Marion Guillou, ancienne PDG de l’Inrae, présidente d’Agreenium et membre du Haut conseil pour le climat.

Le rapport du Haut conseil pour le climat souligne que « l’agriculture française n’est pas structurellement engagée vers la neutralité carbone ». Pourquoi votre analyse est-elle aussi sévère ?

Marion Guillou : « C’est simplement un constat assez neutre. La neutralité carbone n’a jamais été un objectif des politiques agricoles jusqu’à maintenant, et donc il n’y a pas eu d’effort pour diminuer structurellement les contributions à l’effet de serre et stopper les émissions. Ce que je vois en revanche, c’est une prise de conscience du monde agricole.
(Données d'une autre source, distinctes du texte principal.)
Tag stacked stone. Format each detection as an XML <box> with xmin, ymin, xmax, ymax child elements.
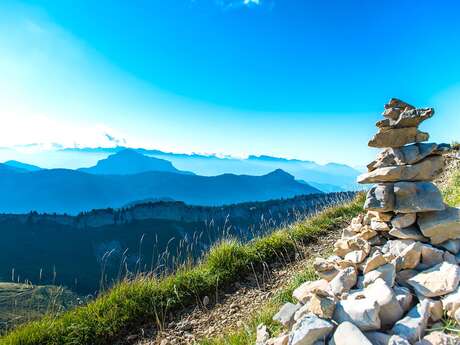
<box><xmin>256</xmin><ymin>99</ymin><xmax>460</xmax><ymax>345</ymax></box>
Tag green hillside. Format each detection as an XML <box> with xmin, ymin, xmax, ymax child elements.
<box><xmin>0</xmin><ymin>195</ymin><xmax>363</xmax><ymax>345</ymax></box>
<box><xmin>0</xmin><ymin>283</ymin><xmax>79</xmax><ymax>333</ymax></box>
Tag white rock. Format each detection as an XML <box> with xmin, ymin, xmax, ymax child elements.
<box><xmin>350</xmin><ymin>279</ymin><xmax>404</xmax><ymax>328</ymax></box>
<box><xmin>256</xmin><ymin>324</ymin><xmax>270</xmax><ymax>345</ymax></box>
<box><xmin>392</xmin><ymin>300</ymin><xmax>430</xmax><ymax>343</ymax></box>
<box><xmin>407</xmin><ymin>262</ymin><xmax>460</xmax><ymax>297</ymax></box>
<box><xmin>390</xmin><ymin>226</ymin><xmax>429</xmax><ymax>242</ymax></box>
<box><xmin>417</xmin><ymin>207</ymin><xmax>460</xmax><ymax>244</ymax></box>
<box><xmin>363</xmin><ymin>252</ymin><xmax>387</xmax><ymax>274</ymax></box>
<box><xmin>329</xmin><ymin>267</ymin><xmax>358</xmax><ymax>296</ymax></box>
<box><xmin>273</xmin><ymin>302</ymin><xmax>302</xmax><ymax>327</ymax></box>
<box><xmin>391</xmin><ymin>213</ymin><xmax>417</xmax><ymax>229</ymax></box>
<box><xmin>394</xmin><ymin>182</ymin><xmax>445</xmax><ymax>214</ymax></box>
<box><xmin>393</xmin><ymin>286</ymin><xmax>414</xmax><ymax>312</ymax></box>
<box><xmin>396</xmin><ymin>270</ymin><xmax>419</xmax><ymax>288</ymax></box>
<box><xmin>292</xmin><ymin>279</ymin><xmax>329</xmax><ymax>304</ymax></box>
<box><xmin>364</xmin><ymin>331</ymin><xmax>391</xmax><ymax>345</ymax></box>
<box><xmin>289</xmin><ymin>315</ymin><xmax>334</xmax><ymax>345</ymax></box>
<box><xmin>344</xmin><ymin>250</ymin><xmax>367</xmax><ymax>264</ymax></box>
<box><xmin>395</xmin><ymin>242</ymin><xmax>422</xmax><ymax>271</ymax></box>
<box><xmin>421</xmin><ymin>244</ymin><xmax>444</xmax><ymax>268</ymax></box>
<box><xmin>333</xmin><ymin>321</ymin><xmax>372</xmax><ymax>345</ymax></box>
<box><xmin>415</xmin><ymin>331</ymin><xmax>460</xmax><ymax>345</ymax></box>
<box><xmin>388</xmin><ymin>335</ymin><xmax>411</xmax><ymax>345</ymax></box>
<box><xmin>371</xmin><ymin>219</ymin><xmax>390</xmax><ymax>232</ymax></box>
<box><xmin>439</xmin><ymin>240</ymin><xmax>460</xmax><ymax>254</ymax></box>
<box><xmin>363</xmin><ymin>264</ymin><xmax>396</xmax><ymax>287</ymax></box>
<box><xmin>441</xmin><ymin>286</ymin><xmax>460</xmax><ymax>317</ymax></box>
<box><xmin>333</xmin><ymin>298</ymin><xmax>381</xmax><ymax>331</ymax></box>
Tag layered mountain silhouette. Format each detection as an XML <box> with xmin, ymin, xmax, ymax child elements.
<box><xmin>4</xmin><ymin>160</ymin><xmax>42</xmax><ymax>171</ymax></box>
<box><xmin>0</xmin><ymin>164</ymin><xmax>320</xmax><ymax>214</ymax></box>
<box><xmin>78</xmin><ymin>149</ymin><xmax>192</xmax><ymax>175</ymax></box>
<box><xmin>61</xmin><ymin>146</ymin><xmax>360</xmax><ymax>192</ymax></box>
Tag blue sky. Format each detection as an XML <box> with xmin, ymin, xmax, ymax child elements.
<box><xmin>0</xmin><ymin>0</ymin><xmax>460</xmax><ymax>165</ymax></box>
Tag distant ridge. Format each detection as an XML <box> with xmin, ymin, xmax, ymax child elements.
<box><xmin>61</xmin><ymin>146</ymin><xmax>362</xmax><ymax>192</ymax></box>
<box><xmin>0</xmin><ymin>166</ymin><xmax>321</xmax><ymax>214</ymax></box>
<box><xmin>3</xmin><ymin>160</ymin><xmax>42</xmax><ymax>171</ymax></box>
<box><xmin>78</xmin><ymin>149</ymin><xmax>191</xmax><ymax>175</ymax></box>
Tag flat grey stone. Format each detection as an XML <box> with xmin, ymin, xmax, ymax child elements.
<box><xmin>364</xmin><ymin>183</ymin><xmax>395</xmax><ymax>212</ymax></box>
<box><xmin>273</xmin><ymin>302</ymin><xmax>302</xmax><ymax>327</ymax></box>
<box><xmin>407</xmin><ymin>262</ymin><xmax>460</xmax><ymax>297</ymax></box>
<box><xmin>394</xmin><ymin>182</ymin><xmax>445</xmax><ymax>214</ymax></box>
<box><xmin>333</xmin><ymin>298</ymin><xmax>381</xmax><ymax>331</ymax></box>
<box><xmin>417</xmin><ymin>207</ymin><xmax>460</xmax><ymax>244</ymax></box>
<box><xmin>389</xmin><ymin>225</ymin><xmax>429</xmax><ymax>242</ymax></box>
<box><xmin>289</xmin><ymin>314</ymin><xmax>334</xmax><ymax>345</ymax></box>
<box><xmin>332</xmin><ymin>321</ymin><xmax>372</xmax><ymax>345</ymax></box>
<box><xmin>392</xmin><ymin>300</ymin><xmax>430</xmax><ymax>343</ymax></box>
<box><xmin>356</xmin><ymin>156</ymin><xmax>444</xmax><ymax>184</ymax></box>
<box><xmin>367</xmin><ymin>143</ymin><xmax>438</xmax><ymax>171</ymax></box>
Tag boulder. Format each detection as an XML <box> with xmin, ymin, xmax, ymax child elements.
<box><xmin>368</xmin><ymin>127</ymin><xmax>430</xmax><ymax>148</ymax></box>
<box><xmin>417</xmin><ymin>207</ymin><xmax>460</xmax><ymax>244</ymax></box>
<box><xmin>292</xmin><ymin>279</ymin><xmax>329</xmax><ymax>304</ymax></box>
<box><xmin>256</xmin><ymin>324</ymin><xmax>270</xmax><ymax>345</ymax></box>
<box><xmin>332</xmin><ymin>321</ymin><xmax>372</xmax><ymax>345</ymax></box>
<box><xmin>273</xmin><ymin>302</ymin><xmax>302</xmax><ymax>327</ymax></box>
<box><xmin>376</xmin><ymin>108</ymin><xmax>434</xmax><ymax>128</ymax></box>
<box><xmin>349</xmin><ymin>278</ymin><xmax>404</xmax><ymax>328</ymax></box>
<box><xmin>364</xmin><ymin>331</ymin><xmax>391</xmax><ymax>345</ymax></box>
<box><xmin>313</xmin><ymin>258</ymin><xmax>339</xmax><ymax>281</ymax></box>
<box><xmin>441</xmin><ymin>286</ymin><xmax>460</xmax><ymax>317</ymax></box>
<box><xmin>334</xmin><ymin>237</ymin><xmax>371</xmax><ymax>257</ymax></box>
<box><xmin>391</xmin><ymin>213</ymin><xmax>417</xmax><ymax>229</ymax></box>
<box><xmin>363</xmin><ymin>263</ymin><xmax>396</xmax><ymax>287</ymax></box>
<box><xmin>363</xmin><ymin>252</ymin><xmax>387</xmax><ymax>274</ymax></box>
<box><xmin>382</xmin><ymin>98</ymin><xmax>415</xmax><ymax>120</ymax></box>
<box><xmin>371</xmin><ymin>219</ymin><xmax>390</xmax><ymax>232</ymax></box>
<box><xmin>396</xmin><ymin>270</ymin><xmax>419</xmax><ymax>288</ymax></box>
<box><xmin>367</xmin><ymin>143</ymin><xmax>438</xmax><ymax>171</ymax></box>
<box><xmin>394</xmin><ymin>242</ymin><xmax>422</xmax><ymax>271</ymax></box>
<box><xmin>415</xmin><ymin>331</ymin><xmax>460</xmax><ymax>345</ymax></box>
<box><xmin>421</xmin><ymin>244</ymin><xmax>444</xmax><ymax>268</ymax></box>
<box><xmin>393</xmin><ymin>286</ymin><xmax>414</xmax><ymax>312</ymax></box>
<box><xmin>394</xmin><ymin>182</ymin><xmax>445</xmax><ymax>214</ymax></box>
<box><xmin>367</xmin><ymin>211</ymin><xmax>394</xmax><ymax>222</ymax></box>
<box><xmin>389</xmin><ymin>225</ymin><xmax>429</xmax><ymax>242</ymax></box>
<box><xmin>364</xmin><ymin>183</ymin><xmax>395</xmax><ymax>212</ymax></box>
<box><xmin>357</xmin><ymin>156</ymin><xmax>444</xmax><ymax>184</ymax></box>
<box><xmin>388</xmin><ymin>335</ymin><xmax>411</xmax><ymax>345</ymax></box>
<box><xmin>333</xmin><ymin>298</ymin><xmax>381</xmax><ymax>331</ymax></box>
<box><xmin>308</xmin><ymin>291</ymin><xmax>335</xmax><ymax>319</ymax></box>
<box><xmin>267</xmin><ymin>334</ymin><xmax>289</xmax><ymax>345</ymax></box>
<box><xmin>329</xmin><ymin>267</ymin><xmax>358</xmax><ymax>296</ymax></box>
<box><xmin>344</xmin><ymin>250</ymin><xmax>367</xmax><ymax>264</ymax></box>
<box><xmin>407</xmin><ymin>262</ymin><xmax>460</xmax><ymax>297</ymax></box>
<box><xmin>289</xmin><ymin>315</ymin><xmax>334</xmax><ymax>345</ymax></box>
<box><xmin>392</xmin><ymin>300</ymin><xmax>430</xmax><ymax>343</ymax></box>
<box><xmin>438</xmin><ymin>240</ymin><xmax>460</xmax><ymax>255</ymax></box>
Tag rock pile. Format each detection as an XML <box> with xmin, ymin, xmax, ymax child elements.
<box><xmin>256</xmin><ymin>99</ymin><xmax>460</xmax><ymax>345</ymax></box>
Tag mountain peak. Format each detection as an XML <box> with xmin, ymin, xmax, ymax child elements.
<box><xmin>79</xmin><ymin>149</ymin><xmax>183</xmax><ymax>175</ymax></box>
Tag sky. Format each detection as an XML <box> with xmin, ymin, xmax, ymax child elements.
<box><xmin>0</xmin><ymin>0</ymin><xmax>460</xmax><ymax>165</ymax></box>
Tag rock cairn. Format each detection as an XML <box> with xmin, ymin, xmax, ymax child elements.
<box><xmin>256</xmin><ymin>99</ymin><xmax>460</xmax><ymax>345</ymax></box>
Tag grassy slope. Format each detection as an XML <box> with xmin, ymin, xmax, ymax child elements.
<box><xmin>443</xmin><ymin>170</ymin><xmax>460</xmax><ymax>206</ymax></box>
<box><xmin>0</xmin><ymin>283</ymin><xmax>78</xmax><ymax>333</ymax></box>
<box><xmin>0</xmin><ymin>196</ymin><xmax>363</xmax><ymax>345</ymax></box>
<box><xmin>200</xmin><ymin>162</ymin><xmax>460</xmax><ymax>345</ymax></box>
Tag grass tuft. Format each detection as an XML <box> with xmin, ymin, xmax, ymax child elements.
<box><xmin>0</xmin><ymin>194</ymin><xmax>364</xmax><ymax>345</ymax></box>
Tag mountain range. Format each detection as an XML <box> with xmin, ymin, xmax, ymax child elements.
<box><xmin>61</xmin><ymin>146</ymin><xmax>361</xmax><ymax>192</ymax></box>
<box><xmin>0</xmin><ymin>150</ymin><xmax>321</xmax><ymax>214</ymax></box>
Le fait que le changement climatique soit le thème de travail de la FNSEA cette année, c’est intéressant. Cela montre que les exploitants observent les conséquences des modifications du climat, à la fois individuellement, mais aussi collectivement. On peut être climatosceptique dans son bureau de la Maison Blanche, mais pas dans les champs. »

Quelles sont les principales mesures préconisées par votre rapport pour atteindre les objectifs climatiques dans le secteur agricole ?

M.G. : « La première mesure est de favoriser partout l’adoption de pratiques qui permettent de stocker du carbone ou d’arrêter d’en déstocker, comme le développement des prairies permanentes, ou les intercultures. En second lieu, il nous semble important de concrétiser le plan protéines végétales, tant pour réduire les utilisations d’engrais et équilibrer des régimes alimentaires avec moins de viande, que pour stopper la déforestation importée. Notre troisième recommandation est de diminuer les émissions de méthane de l’élevage, notamment par des projets comme le label bas carbone. Enfin, nous suggérons une mesure d’affichage environnemental sur les produits, pour encourager les efforts de l’amont. Nous avons signalé qu’il serait intéressant de stimuler des fermes zéro carbone, pour montrer à quel coût et sous quelles conditions ce type d’initiative peut marcher. »

En quoi ces pistes-là répondent-elles plus que d’autres à l’urgence climatique ?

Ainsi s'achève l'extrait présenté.